Recently, TechCrunch exposed Google's internal documents, showing that Google is using contractors to compare and test its Gemini AI and Anthropic's Claude AI, triggering controversy about compliance. The document shows that the contractor needs to evaluate the quality of the answers of the two AIs under multiple criteria and gives high praise to Claude's safety. This move may violate Anthropic's terms of service, as Google is a major investor in Anthropic, and the terms prohibit the unauthorized use of Claude to develop competing products or train competing AI models.
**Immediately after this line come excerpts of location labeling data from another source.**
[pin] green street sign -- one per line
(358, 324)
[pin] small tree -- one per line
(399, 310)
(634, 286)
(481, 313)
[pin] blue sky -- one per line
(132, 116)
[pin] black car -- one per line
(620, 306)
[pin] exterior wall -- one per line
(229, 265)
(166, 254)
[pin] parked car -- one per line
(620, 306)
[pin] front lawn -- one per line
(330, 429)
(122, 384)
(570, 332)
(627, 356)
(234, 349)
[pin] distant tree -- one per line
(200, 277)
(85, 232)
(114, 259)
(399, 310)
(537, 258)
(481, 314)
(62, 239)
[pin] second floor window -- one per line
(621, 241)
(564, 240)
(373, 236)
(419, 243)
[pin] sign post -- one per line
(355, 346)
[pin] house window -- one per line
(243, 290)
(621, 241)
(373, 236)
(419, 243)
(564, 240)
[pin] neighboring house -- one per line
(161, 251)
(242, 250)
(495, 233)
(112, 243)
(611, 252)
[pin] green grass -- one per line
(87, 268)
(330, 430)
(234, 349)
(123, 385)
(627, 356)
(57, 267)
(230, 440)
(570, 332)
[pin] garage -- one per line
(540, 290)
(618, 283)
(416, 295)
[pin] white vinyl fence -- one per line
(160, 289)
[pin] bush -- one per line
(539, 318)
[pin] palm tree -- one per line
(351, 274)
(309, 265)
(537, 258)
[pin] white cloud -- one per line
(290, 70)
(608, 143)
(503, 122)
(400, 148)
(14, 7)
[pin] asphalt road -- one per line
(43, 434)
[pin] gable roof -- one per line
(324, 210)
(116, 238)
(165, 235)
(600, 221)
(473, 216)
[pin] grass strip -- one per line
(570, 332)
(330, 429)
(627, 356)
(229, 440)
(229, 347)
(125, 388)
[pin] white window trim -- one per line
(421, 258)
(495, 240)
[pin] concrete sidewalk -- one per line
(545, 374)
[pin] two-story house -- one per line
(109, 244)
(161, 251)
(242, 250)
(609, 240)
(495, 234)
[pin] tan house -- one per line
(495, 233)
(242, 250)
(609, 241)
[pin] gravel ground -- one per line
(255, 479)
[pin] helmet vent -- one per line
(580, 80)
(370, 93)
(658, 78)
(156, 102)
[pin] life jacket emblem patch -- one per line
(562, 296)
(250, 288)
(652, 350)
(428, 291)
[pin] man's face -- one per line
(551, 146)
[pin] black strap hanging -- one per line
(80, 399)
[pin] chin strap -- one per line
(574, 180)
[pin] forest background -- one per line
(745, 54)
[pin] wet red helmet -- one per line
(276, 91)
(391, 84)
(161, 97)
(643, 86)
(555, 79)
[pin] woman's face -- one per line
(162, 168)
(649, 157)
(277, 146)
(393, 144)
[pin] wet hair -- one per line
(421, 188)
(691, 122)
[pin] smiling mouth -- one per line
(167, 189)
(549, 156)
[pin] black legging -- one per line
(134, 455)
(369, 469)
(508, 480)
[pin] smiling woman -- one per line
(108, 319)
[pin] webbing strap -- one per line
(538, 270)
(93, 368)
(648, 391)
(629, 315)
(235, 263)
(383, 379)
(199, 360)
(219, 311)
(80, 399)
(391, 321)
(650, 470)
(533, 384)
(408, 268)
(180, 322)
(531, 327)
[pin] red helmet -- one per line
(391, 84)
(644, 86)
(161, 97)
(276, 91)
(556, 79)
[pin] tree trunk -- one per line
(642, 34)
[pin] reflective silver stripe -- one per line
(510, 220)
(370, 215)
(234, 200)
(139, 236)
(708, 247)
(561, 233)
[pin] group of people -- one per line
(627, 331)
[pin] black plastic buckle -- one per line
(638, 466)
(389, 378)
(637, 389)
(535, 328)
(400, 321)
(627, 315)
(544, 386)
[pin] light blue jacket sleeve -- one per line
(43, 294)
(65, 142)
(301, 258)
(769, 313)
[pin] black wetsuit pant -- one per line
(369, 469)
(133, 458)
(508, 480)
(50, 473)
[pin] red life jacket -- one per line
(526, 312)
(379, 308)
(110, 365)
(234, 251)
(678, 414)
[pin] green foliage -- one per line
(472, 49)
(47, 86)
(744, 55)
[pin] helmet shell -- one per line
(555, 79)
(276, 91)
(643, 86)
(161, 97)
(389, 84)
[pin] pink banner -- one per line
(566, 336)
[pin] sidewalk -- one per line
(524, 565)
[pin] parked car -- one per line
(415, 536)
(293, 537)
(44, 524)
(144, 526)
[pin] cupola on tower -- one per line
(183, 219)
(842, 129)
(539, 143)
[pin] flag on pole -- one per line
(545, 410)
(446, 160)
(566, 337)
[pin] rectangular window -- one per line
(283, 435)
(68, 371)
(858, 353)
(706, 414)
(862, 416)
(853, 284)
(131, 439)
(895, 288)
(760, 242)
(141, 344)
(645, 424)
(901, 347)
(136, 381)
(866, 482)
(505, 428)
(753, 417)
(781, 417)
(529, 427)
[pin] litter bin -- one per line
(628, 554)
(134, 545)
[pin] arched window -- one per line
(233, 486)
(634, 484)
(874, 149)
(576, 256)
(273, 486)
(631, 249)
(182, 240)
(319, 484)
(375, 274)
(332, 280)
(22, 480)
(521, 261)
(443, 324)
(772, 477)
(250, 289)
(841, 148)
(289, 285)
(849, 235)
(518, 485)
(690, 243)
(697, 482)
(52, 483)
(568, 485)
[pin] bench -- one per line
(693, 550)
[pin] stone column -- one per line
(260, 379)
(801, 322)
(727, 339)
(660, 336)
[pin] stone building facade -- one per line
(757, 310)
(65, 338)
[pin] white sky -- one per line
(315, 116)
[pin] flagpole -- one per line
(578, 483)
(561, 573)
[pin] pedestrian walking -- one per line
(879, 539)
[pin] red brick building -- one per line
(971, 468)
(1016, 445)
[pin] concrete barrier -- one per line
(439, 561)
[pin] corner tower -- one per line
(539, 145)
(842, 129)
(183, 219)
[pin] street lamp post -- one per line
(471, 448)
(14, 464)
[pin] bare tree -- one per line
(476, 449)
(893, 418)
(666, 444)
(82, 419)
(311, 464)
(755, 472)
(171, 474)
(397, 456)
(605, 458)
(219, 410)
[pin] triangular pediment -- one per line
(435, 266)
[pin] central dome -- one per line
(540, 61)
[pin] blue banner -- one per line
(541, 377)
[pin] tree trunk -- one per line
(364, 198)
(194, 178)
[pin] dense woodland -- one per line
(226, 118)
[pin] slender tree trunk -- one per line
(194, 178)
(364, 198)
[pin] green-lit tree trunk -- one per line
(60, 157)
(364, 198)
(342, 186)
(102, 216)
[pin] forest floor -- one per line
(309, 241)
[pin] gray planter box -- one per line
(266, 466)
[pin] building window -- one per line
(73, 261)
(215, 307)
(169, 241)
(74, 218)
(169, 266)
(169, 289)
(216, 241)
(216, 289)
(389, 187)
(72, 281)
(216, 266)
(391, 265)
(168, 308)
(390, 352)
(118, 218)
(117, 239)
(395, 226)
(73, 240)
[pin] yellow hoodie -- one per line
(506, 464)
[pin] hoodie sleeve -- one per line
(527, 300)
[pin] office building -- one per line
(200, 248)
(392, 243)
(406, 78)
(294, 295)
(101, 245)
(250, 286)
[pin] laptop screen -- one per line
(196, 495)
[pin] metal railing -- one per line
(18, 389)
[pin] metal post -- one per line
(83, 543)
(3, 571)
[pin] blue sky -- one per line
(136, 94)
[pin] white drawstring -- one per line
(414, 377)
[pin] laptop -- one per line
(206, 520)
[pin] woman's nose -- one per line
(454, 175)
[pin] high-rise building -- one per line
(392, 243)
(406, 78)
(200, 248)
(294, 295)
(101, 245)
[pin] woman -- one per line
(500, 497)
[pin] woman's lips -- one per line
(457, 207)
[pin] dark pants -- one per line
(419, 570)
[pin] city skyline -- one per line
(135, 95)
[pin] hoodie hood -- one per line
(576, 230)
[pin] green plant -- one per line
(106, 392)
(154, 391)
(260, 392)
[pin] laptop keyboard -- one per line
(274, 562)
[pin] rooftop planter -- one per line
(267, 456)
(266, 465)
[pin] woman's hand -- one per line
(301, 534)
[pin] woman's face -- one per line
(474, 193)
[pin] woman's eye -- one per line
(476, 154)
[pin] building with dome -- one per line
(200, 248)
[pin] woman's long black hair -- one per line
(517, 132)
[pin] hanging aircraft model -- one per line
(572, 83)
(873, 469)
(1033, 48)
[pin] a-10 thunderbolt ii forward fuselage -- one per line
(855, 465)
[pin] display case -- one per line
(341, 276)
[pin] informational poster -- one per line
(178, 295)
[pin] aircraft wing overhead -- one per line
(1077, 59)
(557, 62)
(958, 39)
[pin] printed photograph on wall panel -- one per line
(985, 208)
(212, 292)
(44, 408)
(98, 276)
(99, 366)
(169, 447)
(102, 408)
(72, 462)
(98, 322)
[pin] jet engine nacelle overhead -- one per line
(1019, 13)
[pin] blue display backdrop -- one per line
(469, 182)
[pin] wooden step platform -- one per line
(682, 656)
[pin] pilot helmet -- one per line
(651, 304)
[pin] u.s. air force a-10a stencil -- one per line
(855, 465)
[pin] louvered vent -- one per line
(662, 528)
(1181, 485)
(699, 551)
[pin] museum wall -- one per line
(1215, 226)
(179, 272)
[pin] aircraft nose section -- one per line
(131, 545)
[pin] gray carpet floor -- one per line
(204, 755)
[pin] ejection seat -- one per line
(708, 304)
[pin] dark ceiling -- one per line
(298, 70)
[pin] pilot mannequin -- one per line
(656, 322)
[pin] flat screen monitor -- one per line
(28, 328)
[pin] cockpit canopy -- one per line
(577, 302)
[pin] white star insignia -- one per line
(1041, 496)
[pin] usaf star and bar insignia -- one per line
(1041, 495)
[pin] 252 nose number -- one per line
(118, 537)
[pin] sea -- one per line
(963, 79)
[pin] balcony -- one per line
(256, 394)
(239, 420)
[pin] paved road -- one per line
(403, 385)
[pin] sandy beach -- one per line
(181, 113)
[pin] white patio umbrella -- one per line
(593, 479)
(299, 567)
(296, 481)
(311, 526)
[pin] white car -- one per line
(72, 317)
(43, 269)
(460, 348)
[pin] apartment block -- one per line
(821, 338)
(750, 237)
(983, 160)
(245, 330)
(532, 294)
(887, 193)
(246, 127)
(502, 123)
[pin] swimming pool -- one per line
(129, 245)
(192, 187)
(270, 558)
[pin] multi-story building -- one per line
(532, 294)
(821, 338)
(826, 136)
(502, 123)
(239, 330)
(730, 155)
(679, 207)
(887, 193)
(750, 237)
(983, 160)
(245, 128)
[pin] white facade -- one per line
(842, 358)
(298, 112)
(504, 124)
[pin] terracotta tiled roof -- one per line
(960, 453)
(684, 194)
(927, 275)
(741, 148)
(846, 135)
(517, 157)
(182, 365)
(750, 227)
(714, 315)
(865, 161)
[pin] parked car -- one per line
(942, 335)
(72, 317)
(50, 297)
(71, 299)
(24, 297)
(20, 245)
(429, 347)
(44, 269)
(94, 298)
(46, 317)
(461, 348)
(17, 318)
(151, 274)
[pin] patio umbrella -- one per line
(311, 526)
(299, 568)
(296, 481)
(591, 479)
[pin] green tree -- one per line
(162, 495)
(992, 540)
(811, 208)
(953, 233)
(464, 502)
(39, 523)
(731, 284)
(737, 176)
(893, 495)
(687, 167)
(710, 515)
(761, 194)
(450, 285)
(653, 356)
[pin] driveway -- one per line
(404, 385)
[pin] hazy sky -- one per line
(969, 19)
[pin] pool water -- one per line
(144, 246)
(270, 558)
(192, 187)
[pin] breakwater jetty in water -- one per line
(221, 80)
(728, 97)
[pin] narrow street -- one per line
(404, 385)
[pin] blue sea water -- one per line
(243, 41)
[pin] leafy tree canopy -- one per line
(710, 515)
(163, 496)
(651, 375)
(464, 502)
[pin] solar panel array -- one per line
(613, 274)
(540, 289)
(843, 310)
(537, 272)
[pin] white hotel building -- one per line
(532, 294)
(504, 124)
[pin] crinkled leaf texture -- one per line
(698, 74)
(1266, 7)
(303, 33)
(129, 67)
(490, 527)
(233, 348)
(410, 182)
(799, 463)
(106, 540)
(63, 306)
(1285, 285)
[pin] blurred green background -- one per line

Google is having contractors evaluate its Gemini AI against Anthropic's Claude, according to internal communications obtained by TechCrunch, a move that raises questions about compliance.
The document shows that the contractor responsible for improving Gemini needs to compare and evaluate the quality of Gemini and Claude's answers based on multiple criteria such as authenticity and thoroughness within 30 minutes. Contractors recently discovered explicit references to Claude on Google's internal review platform, including the words "I am Claude, created by Anthropic."
Internal discussions revealed that contractors noticed Claude's stricter safety practices. A contractor said that "Claude's security settings are the most stringent among all AI models." In some cases, when Gemini's answers were flagged as "serious safety violations" because they involved "nudity and restraint," Claude simply refused to respond to relevant prompts.

It is worth noting that as Anthropic’s major investor, Google’s approach may violate Anthropic’s terms of service. The terms explicitly prohibit unapproved access to Claude to "build competing products" or "train competing AI models." When asked whether it had been authorized by Anthropic, Google DeepMind spokesperson Shira McNamara declined to respond directly.
McNamara said that while DeepMind does "compare model outputs" for evaluation, he denied using the Anthropic model to train Gemini. "This is in line with industry standard practice," she said, "but any claim that we used Anthropic models to train Gemini is inaccurate."
Previously, Google required AI product contractors to evaluate Gemini’s answers outside of its areas of expertise, raising concerns among contractors that AI could produce inaccurate information in sensitive fields such as health care.
As of press time, an Anthropic spokesperson had not commented on the matter.
Google’s comparative test of Gemini and Claude has attracted widespread attention, and its compliance issues and impact on the AI industry still require further observation. Google's response has not completely eliminated concerns, Anthropic's official response has not yet been released, and the incident is still unfolding.